All About Bugleweed
This shade-loving perennial forms a dense ground cover topped with pretty purple-blue flower spikes that pop in the spring.
‘Black Scallop’ Bugleweed (Ajuga reptans ‘Black Scallop’)
Bugleweed forms a dense ground cover topped with pretty purple-blue flower spikes in spring. This variety doesn’t spread as aggressively as other bugleweeds. Tuck it into light levels from full shade to full sun. ‘Black Scallop’ offers dark leaves that develop the darkest hue in full sun. Hardy in Zones 4 to 10.
Image courtesy of PerennialResource.com
Plant type: Herbaceous perennial
Botanical name: Ajuga sp.
Hardiness: USDA Zones 3 to 9
This low-maintenance perennial is grown for its colorful foliage and groundcover habit. In the spring, it produces profuse blue flower spikes about 6" tall and it may sporadically bloom again throughout summer and into fall. Bugleweed's flowers are breathtaking when planted in mass. This perennial is semi-evergreen to evergreen. Some selections feature variegated foliage and bloom colors in white, pink and rose. Plant size is 6" to 9" tall and as wide.
How to use it: Plant bugleweed in masses and containers. Use along the border or as edging in a mixed perennial border or shade garden. Tuck it in between stepping stones. Use it as an alternative groundcover for a lawn in shady areas. Combine with contrasting colors like creeping Jenny (Lysimachia nummularia 'Aurea') or spring-flowering bulbs.
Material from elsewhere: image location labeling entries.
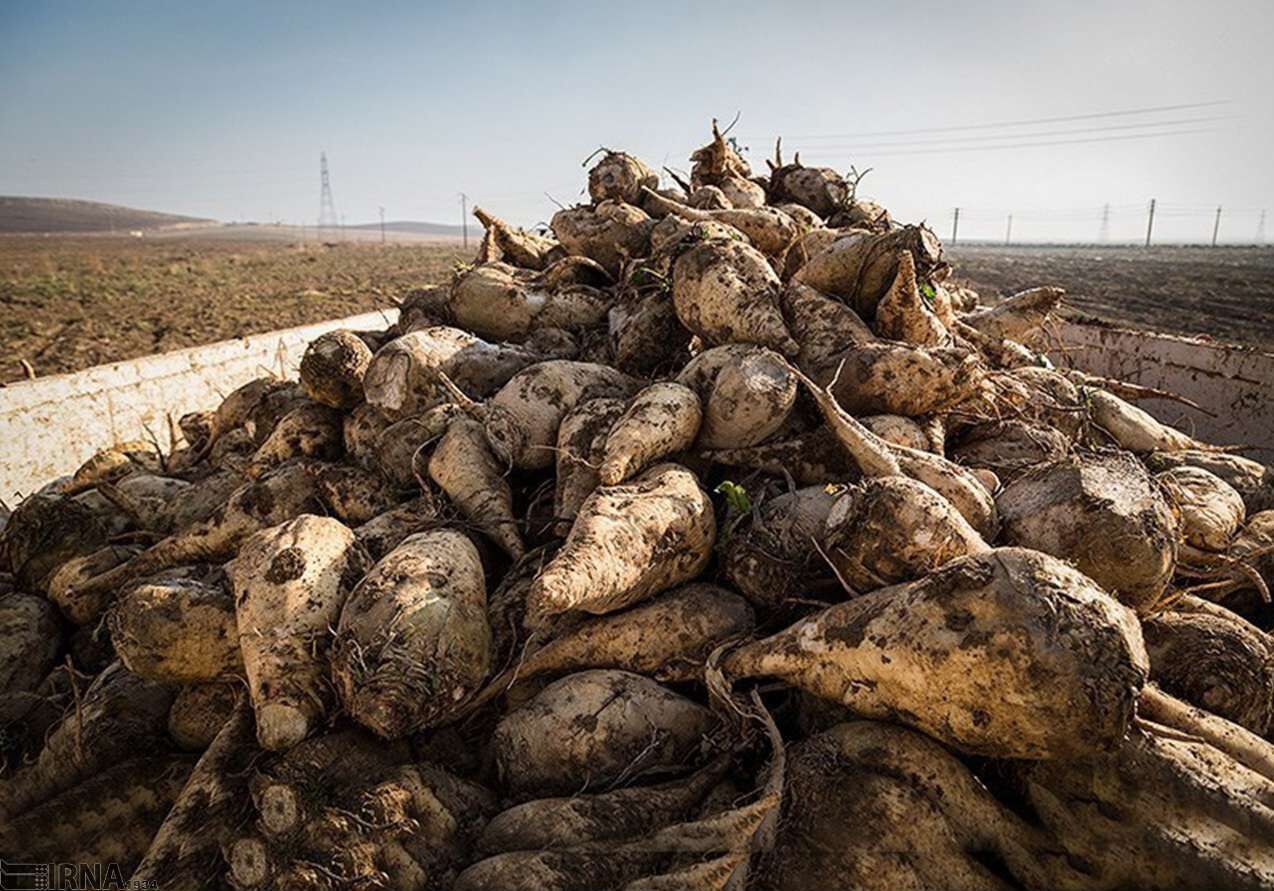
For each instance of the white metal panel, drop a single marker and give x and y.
(52, 425)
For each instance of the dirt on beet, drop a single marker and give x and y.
(70, 302)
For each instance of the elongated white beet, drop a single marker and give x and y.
(725, 292)
(403, 377)
(1103, 514)
(668, 637)
(934, 824)
(524, 249)
(894, 529)
(494, 300)
(661, 421)
(628, 543)
(877, 458)
(1251, 479)
(768, 228)
(594, 728)
(888, 377)
(562, 822)
(902, 315)
(1210, 510)
(1168, 808)
(464, 467)
(824, 328)
(80, 604)
(580, 450)
(413, 641)
(1008, 653)
(522, 418)
(1135, 428)
(747, 391)
(277, 496)
(1018, 318)
(178, 630)
(311, 430)
(859, 267)
(289, 584)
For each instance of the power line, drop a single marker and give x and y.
(1054, 142)
(1147, 110)
(1109, 128)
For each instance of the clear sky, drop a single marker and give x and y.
(221, 108)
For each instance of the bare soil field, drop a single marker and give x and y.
(1224, 292)
(70, 302)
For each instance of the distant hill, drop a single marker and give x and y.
(61, 214)
(417, 227)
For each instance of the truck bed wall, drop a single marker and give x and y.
(50, 426)
(1235, 384)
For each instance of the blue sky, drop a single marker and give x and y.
(221, 108)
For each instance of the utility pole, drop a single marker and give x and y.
(464, 219)
(326, 207)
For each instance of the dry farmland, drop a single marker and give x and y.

Culture: Bugleweed prefers a rich, moist, well-drained site and tolerates clay and poor soils. Plant in full sun to shade. Be careful about planting bugleweed next to a turf area because it has creeping tendencies; install edging to help keep it from spreading. To deadhead spent blooms, run a lawnmower over it. Propagated through seed, cuttings or division. Division can be done at any time of the year and should be done every two to three years to avoid crowding. No serious pest or disease problems; may have crown rot problems, especially in hot and humid climates or areas with poor air circulation.
Special notes: Bugleweed is an excellent low-growing, evergreen groundcover. It spreads by underground runners (or stolons) that form a dense mat of foliage. It is not tolerant of heavy foot traffic. Bugleweed attracts wildlife, including bees. Warning: Bugleweed can become invasive, particularly in well-watered lawns.
Selected cultivars and species:
- A. genevensis 'Pink Beauty'. Produces dark pink blooms on 3" to 4" flower spikes. Good for rock gardens.
- A. reptans 'Burgundy Glow'. This variety features multicolored foliage with creamy white, green and dark pink. It produces little blue flower spikes which contrast nicely with the variegated foliage.
- A. reptans 'Catlin's Giant'. This is one of the largest cultivars. It has large-sized leaves that are dark green to deep purple in color and features large blue flower spikes.